Paving promised for 1979 was delayed until 1980 and limited to a section east from Giscome. In 1980, tight curves were eliminated and sharp shale gravel added around Newlands. During 1981, rebuilding and gravelling reached Upper Fraser, with paving promised the next year. In 1983 came fulfillment with the hardtop extended east through Aleza Lake to Upper Fraser, providing a paved surface from Prince George. The Prince George-Upper Fraser Northwood bus served employees and possibly others. With the privatization of highway maintenance in 1988, Yellowhead Road and Bridge took over the Highways depot. In 1991, asphalt grinding, removing, recycling, and top lift paving, occurred on significant stretches of deteriorated paving. A decade later, the paving westward was again crumbling.
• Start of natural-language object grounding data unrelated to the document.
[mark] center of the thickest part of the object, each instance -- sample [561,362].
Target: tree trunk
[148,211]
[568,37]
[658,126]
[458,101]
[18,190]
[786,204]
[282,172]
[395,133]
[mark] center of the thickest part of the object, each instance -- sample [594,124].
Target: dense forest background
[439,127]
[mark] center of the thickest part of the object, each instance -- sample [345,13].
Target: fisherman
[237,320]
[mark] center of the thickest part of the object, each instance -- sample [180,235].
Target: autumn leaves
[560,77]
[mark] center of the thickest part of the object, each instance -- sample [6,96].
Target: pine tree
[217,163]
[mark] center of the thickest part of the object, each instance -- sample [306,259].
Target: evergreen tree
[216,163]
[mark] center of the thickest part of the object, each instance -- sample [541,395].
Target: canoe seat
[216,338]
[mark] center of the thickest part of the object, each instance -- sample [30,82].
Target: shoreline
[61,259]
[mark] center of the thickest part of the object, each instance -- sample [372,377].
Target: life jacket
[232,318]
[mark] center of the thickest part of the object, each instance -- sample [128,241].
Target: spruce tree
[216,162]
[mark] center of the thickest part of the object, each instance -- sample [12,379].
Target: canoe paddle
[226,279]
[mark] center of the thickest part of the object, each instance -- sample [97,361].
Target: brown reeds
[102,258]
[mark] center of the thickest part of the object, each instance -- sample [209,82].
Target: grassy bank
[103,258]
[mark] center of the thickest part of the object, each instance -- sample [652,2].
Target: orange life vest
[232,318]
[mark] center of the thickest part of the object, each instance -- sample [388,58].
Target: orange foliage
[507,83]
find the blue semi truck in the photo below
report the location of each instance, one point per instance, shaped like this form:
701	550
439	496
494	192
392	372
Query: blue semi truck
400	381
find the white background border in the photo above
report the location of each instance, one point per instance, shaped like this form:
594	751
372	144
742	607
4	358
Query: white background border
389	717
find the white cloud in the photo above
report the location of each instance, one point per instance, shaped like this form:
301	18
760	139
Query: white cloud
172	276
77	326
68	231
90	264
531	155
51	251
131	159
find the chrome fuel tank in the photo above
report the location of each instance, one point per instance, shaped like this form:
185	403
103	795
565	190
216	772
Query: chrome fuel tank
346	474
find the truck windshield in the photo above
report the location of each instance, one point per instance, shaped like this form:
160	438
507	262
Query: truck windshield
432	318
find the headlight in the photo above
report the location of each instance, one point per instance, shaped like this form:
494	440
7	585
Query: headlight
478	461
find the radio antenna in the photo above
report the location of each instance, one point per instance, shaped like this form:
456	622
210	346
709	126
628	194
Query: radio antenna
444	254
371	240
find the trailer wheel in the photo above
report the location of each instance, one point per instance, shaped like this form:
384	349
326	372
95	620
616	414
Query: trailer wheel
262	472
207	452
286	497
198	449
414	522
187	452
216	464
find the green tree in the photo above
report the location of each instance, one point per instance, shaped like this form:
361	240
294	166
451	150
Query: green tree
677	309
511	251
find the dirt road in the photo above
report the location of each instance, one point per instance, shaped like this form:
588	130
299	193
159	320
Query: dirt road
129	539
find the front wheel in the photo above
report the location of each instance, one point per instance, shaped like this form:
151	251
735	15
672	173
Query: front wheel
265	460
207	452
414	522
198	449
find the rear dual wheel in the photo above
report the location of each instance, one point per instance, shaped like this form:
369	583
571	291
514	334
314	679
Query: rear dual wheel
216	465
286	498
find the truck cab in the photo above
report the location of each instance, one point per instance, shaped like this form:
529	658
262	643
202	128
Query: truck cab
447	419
Electricity, Broadcast Transmissions & Communications Devices

The early telegraph office likely relied upon automatic printing apparatus, because there was no dispatcher at this station. By 1921, the railway was stringing telephone wires east of Prince George as far as Hutton, connecting mills and farms along the route with the outside world. Initially, only the railway station and store had telephones. A gap in the line east of Aleza Lake, which remained into the following years, prompted demands for lines separate from the railway's ones. In 1924, Lorne Lyle entertained the whole settlement when he introduced the first radio, which was a crystal set audible with earphones. Within years, most everyone had high antennas and battery-operated radios.
The respective Upper Fraser section outlines the 1974 installation of an automatic telephone exchange, and the 1964 project that provided electricity to the village from the transmission line to Newlands. Engaged at the right-of-way for the high voltage extension, a helicopter brought an injured BC Hydro surveyor to hospital in Prince George.